Juniata Valley Railroad

Overview
- Headquarters: Northumberland, Pennsylvania
- Reporting mark: JVRR
- Locale: Pennsylvania
- Dates of operation: 1996–

Technical
- Track gauge: 4 ft 8+1⁄2 in (1,435 mm) standard gauge

= Juniata Valley Railroad =

The Juniata Valley Railroad is a short line that operates 11 miles of track in Mifflin County, Pennsylvania in the United States. It is part of the North Shore Railroad System.

The communities served include Lewistown (and the MCIDC industrial park), the unincorporated village of Maitland in Derry Township, and Burnham. All the track meets at Lewistown, with lines to the industrial park to the southwest, Maitland to the northeast (roughly parallel to U.S. Route 522), and Burnham to the northwest (roughly parallel to U.S. Route 322).
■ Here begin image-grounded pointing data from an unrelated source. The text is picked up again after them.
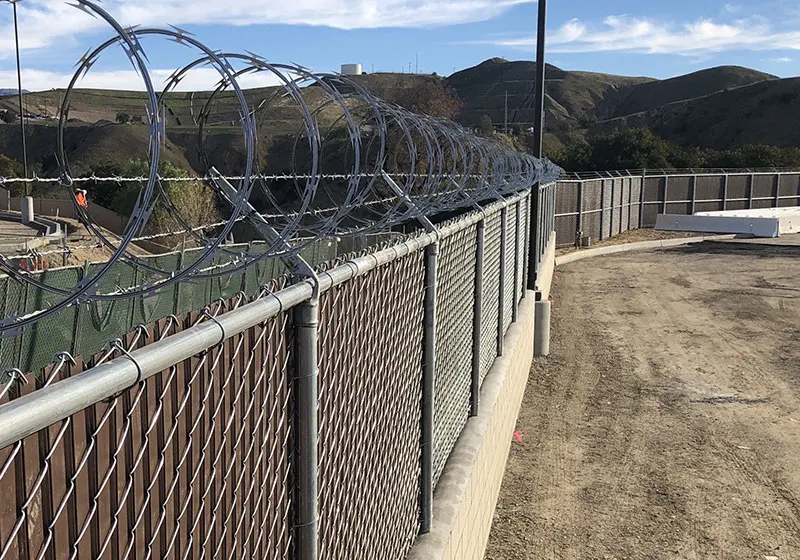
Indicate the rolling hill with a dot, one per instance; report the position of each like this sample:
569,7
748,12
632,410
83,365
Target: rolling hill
721,108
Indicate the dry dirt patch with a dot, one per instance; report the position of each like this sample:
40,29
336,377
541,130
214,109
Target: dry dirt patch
666,423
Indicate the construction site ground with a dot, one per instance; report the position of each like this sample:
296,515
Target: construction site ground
666,422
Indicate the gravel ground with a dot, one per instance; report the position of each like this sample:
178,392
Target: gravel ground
666,422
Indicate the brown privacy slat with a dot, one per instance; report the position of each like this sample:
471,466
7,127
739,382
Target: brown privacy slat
86,481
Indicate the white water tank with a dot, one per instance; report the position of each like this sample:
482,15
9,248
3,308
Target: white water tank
352,69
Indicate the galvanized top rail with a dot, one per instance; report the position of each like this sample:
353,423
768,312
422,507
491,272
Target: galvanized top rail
586,175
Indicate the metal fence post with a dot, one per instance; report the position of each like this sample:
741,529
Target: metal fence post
630,203
503,266
428,389
533,229
517,264
611,219
306,318
477,320
725,192
641,200
602,209
580,210
527,245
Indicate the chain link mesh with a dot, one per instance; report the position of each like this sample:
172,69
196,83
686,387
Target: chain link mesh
511,263
194,462
490,301
521,254
455,306
370,392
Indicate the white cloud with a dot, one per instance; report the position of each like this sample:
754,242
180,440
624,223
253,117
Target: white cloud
49,22
202,79
641,35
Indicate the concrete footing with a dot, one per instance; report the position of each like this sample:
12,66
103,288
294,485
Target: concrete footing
26,207
541,337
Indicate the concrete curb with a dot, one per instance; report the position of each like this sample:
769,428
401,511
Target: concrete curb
466,497
641,246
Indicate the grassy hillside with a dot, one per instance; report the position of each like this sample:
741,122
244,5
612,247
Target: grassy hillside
721,107
649,95
762,113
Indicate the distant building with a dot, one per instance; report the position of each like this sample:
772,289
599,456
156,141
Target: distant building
352,69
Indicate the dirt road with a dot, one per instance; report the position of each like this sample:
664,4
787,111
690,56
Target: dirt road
666,423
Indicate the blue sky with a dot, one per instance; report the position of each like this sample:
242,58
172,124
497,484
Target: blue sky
631,37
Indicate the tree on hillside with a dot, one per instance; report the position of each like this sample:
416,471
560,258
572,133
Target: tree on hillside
10,168
485,125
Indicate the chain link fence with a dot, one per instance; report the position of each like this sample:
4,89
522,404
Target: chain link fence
369,400
194,462
188,443
455,308
601,208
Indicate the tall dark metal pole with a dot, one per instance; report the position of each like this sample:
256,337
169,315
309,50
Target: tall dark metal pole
533,258
19,94
540,73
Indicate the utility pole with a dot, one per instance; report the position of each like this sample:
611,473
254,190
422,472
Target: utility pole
540,72
536,220
505,126
19,94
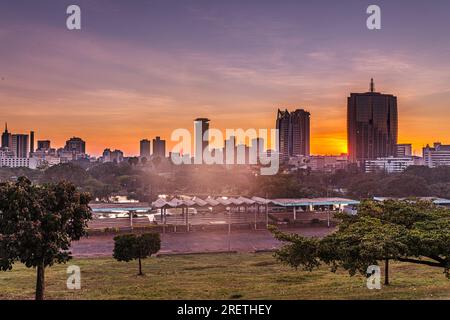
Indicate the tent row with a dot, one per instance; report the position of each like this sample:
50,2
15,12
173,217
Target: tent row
210,202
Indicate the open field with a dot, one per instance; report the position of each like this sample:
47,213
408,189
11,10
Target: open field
220,276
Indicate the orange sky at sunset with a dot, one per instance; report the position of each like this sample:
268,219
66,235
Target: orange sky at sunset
143,70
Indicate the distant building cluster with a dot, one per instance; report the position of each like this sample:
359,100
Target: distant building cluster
372,137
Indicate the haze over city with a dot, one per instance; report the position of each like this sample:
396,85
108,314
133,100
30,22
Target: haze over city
141,71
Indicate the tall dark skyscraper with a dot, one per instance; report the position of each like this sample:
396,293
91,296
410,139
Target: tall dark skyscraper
144,148
44,145
372,125
75,145
294,133
6,138
31,142
19,145
203,125
159,147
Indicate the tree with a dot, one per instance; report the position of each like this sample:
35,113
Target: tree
407,231
38,224
129,247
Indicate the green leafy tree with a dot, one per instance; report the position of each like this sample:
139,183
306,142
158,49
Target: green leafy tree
407,231
38,224
130,247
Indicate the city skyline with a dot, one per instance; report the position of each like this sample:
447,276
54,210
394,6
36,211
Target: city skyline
131,73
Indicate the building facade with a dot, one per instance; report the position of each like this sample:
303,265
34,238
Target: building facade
6,138
294,133
436,156
19,145
404,150
372,125
391,164
159,147
144,148
201,137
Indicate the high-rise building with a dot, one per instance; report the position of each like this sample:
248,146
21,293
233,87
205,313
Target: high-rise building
404,150
6,138
201,137
436,156
19,145
115,156
43,145
75,145
256,150
145,148
372,125
31,142
159,147
294,133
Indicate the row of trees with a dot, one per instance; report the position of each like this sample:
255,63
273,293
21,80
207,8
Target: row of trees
39,222
407,231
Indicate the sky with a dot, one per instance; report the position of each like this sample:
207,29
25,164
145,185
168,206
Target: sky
139,69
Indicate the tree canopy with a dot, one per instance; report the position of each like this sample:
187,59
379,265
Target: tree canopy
38,224
130,247
408,231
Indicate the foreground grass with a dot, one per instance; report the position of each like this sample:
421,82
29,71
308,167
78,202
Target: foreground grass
224,276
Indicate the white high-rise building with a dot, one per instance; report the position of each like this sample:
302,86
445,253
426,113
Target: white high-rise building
436,156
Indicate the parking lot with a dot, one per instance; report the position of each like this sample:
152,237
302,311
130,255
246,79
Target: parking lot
195,242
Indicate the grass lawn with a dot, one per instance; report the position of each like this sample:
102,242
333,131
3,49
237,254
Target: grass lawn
220,276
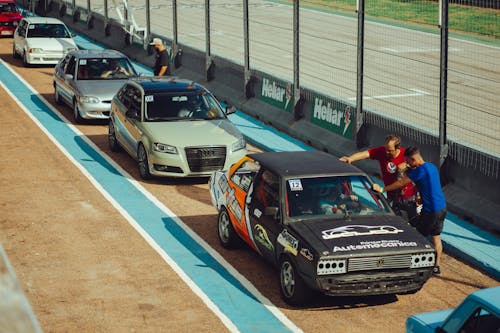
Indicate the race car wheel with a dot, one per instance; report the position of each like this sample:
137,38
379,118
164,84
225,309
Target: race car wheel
114,145
227,236
76,113
293,289
142,160
57,97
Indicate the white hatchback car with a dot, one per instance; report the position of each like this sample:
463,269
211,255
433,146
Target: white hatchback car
42,40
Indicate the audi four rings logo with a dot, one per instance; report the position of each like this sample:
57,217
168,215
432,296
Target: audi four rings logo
205,152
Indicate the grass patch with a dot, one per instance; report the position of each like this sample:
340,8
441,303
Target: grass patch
484,22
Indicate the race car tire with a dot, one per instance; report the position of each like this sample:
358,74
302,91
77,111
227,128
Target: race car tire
113,143
225,230
293,289
142,161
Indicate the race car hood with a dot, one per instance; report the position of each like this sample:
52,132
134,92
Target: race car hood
185,133
104,89
361,236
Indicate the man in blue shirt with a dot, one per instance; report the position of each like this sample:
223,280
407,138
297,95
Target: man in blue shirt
426,177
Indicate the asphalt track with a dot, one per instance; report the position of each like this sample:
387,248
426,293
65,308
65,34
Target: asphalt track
401,64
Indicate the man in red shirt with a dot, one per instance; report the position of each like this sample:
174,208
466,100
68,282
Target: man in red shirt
389,157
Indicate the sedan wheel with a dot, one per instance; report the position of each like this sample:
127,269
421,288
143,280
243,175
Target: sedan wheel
293,289
76,113
227,236
114,145
142,159
57,97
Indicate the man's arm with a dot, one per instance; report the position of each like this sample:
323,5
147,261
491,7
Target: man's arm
394,186
360,155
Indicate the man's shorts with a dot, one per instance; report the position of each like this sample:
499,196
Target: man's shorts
431,224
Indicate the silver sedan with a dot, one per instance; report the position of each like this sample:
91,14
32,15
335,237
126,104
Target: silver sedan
87,80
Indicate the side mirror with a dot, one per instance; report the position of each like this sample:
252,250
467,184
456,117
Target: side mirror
272,211
132,113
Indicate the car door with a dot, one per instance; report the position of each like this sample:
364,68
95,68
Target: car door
127,117
264,213
66,82
19,37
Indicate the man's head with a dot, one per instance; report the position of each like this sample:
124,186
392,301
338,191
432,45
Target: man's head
157,43
391,145
413,157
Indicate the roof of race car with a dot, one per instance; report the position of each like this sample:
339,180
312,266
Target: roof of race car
299,163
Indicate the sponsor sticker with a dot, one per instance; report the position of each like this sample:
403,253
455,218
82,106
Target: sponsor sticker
295,185
374,245
359,230
290,243
307,254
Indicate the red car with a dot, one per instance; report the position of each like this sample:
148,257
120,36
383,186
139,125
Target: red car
10,15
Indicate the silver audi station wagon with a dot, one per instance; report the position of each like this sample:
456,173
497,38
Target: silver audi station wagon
173,128
87,80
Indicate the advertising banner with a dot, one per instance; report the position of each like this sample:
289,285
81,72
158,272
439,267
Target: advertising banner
335,116
277,93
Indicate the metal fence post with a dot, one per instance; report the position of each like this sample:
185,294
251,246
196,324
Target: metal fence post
358,134
209,64
443,80
246,40
145,41
297,102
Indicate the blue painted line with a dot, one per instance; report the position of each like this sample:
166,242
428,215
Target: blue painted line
246,312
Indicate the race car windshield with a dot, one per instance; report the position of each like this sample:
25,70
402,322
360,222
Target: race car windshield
190,106
332,196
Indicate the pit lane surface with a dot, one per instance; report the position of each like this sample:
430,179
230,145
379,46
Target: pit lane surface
85,269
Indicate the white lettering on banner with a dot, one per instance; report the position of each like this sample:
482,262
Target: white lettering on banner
326,112
273,91
374,245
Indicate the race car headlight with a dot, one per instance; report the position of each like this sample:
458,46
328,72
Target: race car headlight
238,145
89,99
331,266
163,148
423,260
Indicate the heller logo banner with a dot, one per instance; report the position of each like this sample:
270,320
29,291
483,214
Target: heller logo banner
333,115
277,93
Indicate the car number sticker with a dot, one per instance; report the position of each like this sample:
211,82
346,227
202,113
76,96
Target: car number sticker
295,185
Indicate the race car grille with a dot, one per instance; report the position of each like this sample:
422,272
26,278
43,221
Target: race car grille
202,159
386,262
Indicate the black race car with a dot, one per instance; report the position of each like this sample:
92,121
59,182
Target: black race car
318,220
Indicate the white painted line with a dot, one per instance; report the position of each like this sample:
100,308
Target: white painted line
212,306
417,92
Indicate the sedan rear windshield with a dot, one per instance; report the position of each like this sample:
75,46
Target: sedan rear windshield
105,69
43,30
334,196
196,105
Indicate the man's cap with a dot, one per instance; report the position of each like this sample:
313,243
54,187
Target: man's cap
156,41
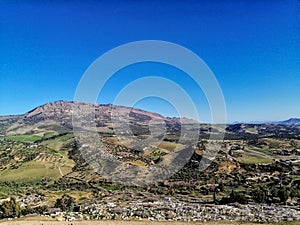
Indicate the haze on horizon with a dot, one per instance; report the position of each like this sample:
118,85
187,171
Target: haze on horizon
253,49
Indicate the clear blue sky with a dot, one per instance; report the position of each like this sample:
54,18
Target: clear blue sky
253,48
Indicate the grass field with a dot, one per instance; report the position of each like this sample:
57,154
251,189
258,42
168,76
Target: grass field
24,138
33,170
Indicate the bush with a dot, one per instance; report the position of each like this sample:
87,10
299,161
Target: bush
10,209
65,202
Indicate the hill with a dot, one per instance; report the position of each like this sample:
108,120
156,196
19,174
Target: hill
40,156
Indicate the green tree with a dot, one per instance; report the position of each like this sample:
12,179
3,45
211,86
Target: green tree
65,202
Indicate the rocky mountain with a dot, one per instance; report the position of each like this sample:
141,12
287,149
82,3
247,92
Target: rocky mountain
39,153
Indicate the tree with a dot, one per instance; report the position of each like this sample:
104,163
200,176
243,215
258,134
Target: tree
65,202
10,208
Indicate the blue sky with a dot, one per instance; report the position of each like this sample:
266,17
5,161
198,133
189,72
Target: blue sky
252,47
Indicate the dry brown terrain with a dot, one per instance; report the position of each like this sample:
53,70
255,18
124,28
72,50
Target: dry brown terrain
116,223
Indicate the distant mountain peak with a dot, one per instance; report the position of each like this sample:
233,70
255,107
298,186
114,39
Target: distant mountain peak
291,121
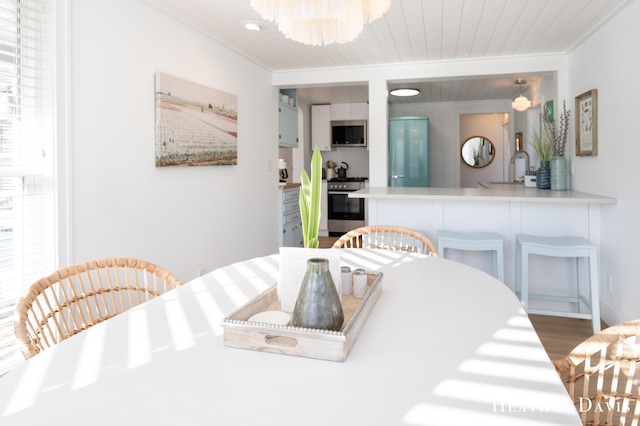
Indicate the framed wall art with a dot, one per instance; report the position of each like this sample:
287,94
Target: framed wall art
587,123
195,125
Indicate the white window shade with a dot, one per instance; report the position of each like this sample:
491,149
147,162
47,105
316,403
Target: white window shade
27,209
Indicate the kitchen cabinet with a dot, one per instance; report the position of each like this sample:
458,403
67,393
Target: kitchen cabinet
323,228
288,119
289,217
354,111
321,127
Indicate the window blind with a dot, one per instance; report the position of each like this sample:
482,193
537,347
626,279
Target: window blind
27,210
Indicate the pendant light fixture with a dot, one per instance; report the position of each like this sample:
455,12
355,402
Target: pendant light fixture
321,22
520,103
405,92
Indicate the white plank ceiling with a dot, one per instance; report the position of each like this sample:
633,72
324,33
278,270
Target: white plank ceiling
411,31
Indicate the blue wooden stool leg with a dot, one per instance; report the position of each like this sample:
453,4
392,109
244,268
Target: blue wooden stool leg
499,253
595,291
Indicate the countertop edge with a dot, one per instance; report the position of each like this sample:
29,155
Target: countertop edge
519,194
288,185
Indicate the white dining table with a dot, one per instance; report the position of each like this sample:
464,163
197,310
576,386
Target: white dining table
445,344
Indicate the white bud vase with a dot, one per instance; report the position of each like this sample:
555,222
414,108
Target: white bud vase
558,173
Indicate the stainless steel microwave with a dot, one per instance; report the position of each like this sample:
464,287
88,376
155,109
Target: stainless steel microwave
349,133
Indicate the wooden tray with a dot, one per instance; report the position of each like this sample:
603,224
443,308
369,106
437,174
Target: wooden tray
299,341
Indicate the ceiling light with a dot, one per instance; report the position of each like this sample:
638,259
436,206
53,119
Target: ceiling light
321,22
405,92
520,103
252,26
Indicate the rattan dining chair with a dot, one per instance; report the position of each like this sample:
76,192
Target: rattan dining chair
602,377
77,297
387,237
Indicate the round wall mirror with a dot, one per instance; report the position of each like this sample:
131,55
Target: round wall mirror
477,151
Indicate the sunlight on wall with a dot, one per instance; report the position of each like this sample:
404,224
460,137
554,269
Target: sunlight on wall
139,345
208,305
90,360
29,386
181,332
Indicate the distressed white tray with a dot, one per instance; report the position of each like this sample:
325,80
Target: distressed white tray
239,332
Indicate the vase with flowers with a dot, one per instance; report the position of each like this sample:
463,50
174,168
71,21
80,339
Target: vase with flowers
542,146
318,304
558,138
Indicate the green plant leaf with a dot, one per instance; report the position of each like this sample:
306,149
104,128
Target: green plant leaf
305,198
310,198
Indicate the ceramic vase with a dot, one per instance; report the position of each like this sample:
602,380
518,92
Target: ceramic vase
318,304
543,175
558,173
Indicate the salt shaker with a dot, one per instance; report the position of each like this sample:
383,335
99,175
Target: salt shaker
359,283
345,280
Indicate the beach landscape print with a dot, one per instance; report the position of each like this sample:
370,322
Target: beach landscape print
195,125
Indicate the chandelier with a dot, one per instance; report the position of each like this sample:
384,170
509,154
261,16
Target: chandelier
321,22
521,103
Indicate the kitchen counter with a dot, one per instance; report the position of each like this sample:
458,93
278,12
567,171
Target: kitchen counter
506,208
288,185
487,192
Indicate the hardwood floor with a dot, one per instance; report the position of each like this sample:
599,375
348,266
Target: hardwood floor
558,335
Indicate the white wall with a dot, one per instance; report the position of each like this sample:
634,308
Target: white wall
605,62
182,218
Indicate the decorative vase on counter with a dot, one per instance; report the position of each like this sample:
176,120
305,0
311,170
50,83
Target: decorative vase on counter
558,173
543,175
318,304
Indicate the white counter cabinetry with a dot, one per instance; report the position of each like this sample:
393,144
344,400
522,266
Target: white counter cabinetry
288,119
505,209
321,127
290,222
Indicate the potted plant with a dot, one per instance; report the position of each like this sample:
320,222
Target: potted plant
543,148
310,196
558,138
318,304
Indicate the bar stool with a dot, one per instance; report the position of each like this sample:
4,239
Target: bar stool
578,247
475,241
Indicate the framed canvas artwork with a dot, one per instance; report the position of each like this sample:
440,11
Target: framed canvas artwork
195,125
587,123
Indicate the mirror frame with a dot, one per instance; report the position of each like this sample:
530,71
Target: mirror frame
492,152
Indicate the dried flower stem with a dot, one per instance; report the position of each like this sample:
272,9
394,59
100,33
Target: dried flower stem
558,137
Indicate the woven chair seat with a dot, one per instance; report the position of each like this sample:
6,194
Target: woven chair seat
602,376
389,238
80,296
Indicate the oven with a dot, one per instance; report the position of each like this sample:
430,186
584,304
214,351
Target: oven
344,213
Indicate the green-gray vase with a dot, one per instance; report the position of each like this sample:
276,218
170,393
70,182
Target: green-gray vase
558,173
318,304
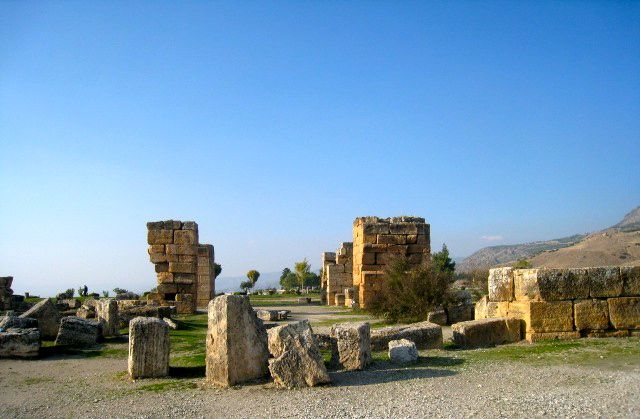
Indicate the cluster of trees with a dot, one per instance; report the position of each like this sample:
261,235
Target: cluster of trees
300,277
410,292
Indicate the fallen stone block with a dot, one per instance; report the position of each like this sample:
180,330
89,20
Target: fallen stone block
353,342
11,321
77,332
48,318
402,351
605,282
550,284
107,315
237,349
543,316
630,280
591,314
425,335
501,284
20,343
624,312
538,336
148,348
297,361
170,323
438,317
486,332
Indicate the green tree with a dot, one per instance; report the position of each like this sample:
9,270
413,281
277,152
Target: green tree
442,261
288,279
302,270
253,276
522,264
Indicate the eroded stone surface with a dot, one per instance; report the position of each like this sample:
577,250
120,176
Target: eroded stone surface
148,348
402,351
236,342
354,345
297,361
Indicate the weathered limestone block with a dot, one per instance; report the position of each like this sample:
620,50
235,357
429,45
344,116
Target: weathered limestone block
236,342
160,236
605,282
460,312
402,351
11,321
267,315
544,316
107,315
78,332
624,312
631,280
501,284
486,332
354,345
538,336
21,343
148,348
438,317
48,318
550,284
591,314
425,335
297,361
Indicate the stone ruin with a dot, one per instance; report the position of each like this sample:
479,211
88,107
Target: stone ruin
184,267
563,303
353,276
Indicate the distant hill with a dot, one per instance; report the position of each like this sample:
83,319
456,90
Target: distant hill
617,245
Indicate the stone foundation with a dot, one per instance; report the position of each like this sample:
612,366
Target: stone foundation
184,267
565,303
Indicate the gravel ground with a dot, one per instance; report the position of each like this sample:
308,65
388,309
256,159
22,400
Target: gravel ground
98,387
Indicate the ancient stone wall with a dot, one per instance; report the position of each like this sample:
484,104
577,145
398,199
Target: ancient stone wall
376,241
176,254
5,292
206,288
340,274
566,303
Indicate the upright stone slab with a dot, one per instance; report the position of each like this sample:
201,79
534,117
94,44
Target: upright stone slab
107,315
236,342
354,345
148,348
297,361
19,343
77,332
48,318
486,332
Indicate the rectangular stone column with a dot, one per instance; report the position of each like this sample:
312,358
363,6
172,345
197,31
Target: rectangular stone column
148,348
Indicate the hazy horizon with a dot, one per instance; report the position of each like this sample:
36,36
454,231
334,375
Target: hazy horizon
274,125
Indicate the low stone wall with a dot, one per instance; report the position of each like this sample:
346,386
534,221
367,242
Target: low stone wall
566,303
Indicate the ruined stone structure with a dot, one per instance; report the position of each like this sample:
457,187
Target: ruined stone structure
376,241
566,303
5,292
184,267
339,274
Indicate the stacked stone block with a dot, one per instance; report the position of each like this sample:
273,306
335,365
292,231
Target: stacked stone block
178,258
566,303
377,241
206,289
5,292
339,274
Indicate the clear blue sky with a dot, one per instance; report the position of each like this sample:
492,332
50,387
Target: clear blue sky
275,124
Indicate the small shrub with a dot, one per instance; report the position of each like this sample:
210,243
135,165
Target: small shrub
409,292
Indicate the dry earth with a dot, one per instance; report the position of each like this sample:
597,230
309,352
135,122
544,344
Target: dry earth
595,378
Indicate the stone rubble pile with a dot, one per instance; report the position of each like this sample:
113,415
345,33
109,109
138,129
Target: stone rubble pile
565,303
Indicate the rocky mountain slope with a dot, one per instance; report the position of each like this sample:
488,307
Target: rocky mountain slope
617,245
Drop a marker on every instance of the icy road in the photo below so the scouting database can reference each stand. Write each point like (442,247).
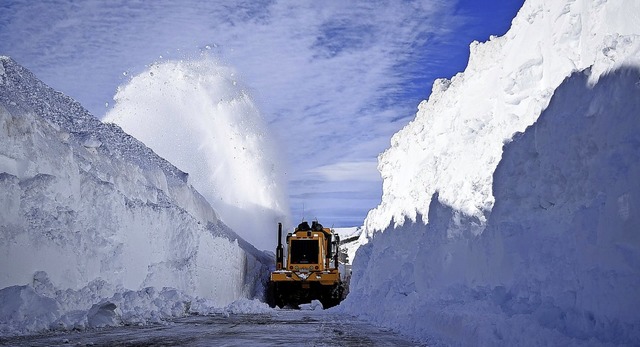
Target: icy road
(281,328)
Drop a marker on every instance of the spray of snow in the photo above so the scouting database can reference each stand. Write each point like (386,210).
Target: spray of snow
(198,116)
(92,221)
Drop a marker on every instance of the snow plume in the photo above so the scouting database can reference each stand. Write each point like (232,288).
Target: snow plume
(455,142)
(91,212)
(197,115)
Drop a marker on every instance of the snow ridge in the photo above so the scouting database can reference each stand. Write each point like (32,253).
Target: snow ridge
(85,202)
(558,263)
(510,204)
(455,142)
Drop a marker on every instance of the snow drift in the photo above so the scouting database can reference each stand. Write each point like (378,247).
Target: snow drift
(197,115)
(455,142)
(84,205)
(530,243)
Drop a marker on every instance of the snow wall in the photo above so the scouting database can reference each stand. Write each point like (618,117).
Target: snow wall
(501,223)
(88,208)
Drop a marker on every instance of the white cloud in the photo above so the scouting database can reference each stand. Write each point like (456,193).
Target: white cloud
(326,75)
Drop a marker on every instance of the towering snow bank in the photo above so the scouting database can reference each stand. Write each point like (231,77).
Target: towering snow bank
(455,142)
(84,202)
(530,243)
(559,260)
(196,115)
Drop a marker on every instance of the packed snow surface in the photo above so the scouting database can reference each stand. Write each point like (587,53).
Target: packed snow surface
(197,115)
(89,212)
(511,202)
(455,142)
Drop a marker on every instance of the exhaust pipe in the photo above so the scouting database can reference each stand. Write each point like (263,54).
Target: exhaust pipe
(279,249)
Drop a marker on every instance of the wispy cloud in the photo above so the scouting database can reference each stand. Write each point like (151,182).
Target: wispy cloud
(330,77)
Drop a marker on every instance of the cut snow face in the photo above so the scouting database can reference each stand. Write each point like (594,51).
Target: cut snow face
(197,115)
(455,142)
(99,212)
(555,258)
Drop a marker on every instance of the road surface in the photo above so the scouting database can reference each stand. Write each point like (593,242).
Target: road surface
(280,328)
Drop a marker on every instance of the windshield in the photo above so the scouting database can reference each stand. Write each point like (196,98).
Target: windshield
(304,251)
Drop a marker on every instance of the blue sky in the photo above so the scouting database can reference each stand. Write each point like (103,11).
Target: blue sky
(333,79)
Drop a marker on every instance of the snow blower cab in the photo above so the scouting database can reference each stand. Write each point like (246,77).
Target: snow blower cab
(310,271)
The system has trackage rights via the Norfolk Southern Railway, interchanging with the Pittsburgh Line at Lewistown.

==History==
The line operated by the Juniata Valley Railroad was a Penn Central Railroad line that was taken over by Conrail. SEDA-COG JRA (Susquehanna Economic Development Association - Council of Governments Joint Rail Authority) was formed in July, 1983 to continue to provide rail service to communities whose rail lines Conrail had decided to abandon. In 1996 the JRA took over the line when Conrail abandoned it, and the Juniata Valley Railroad was born as its fourth railroad.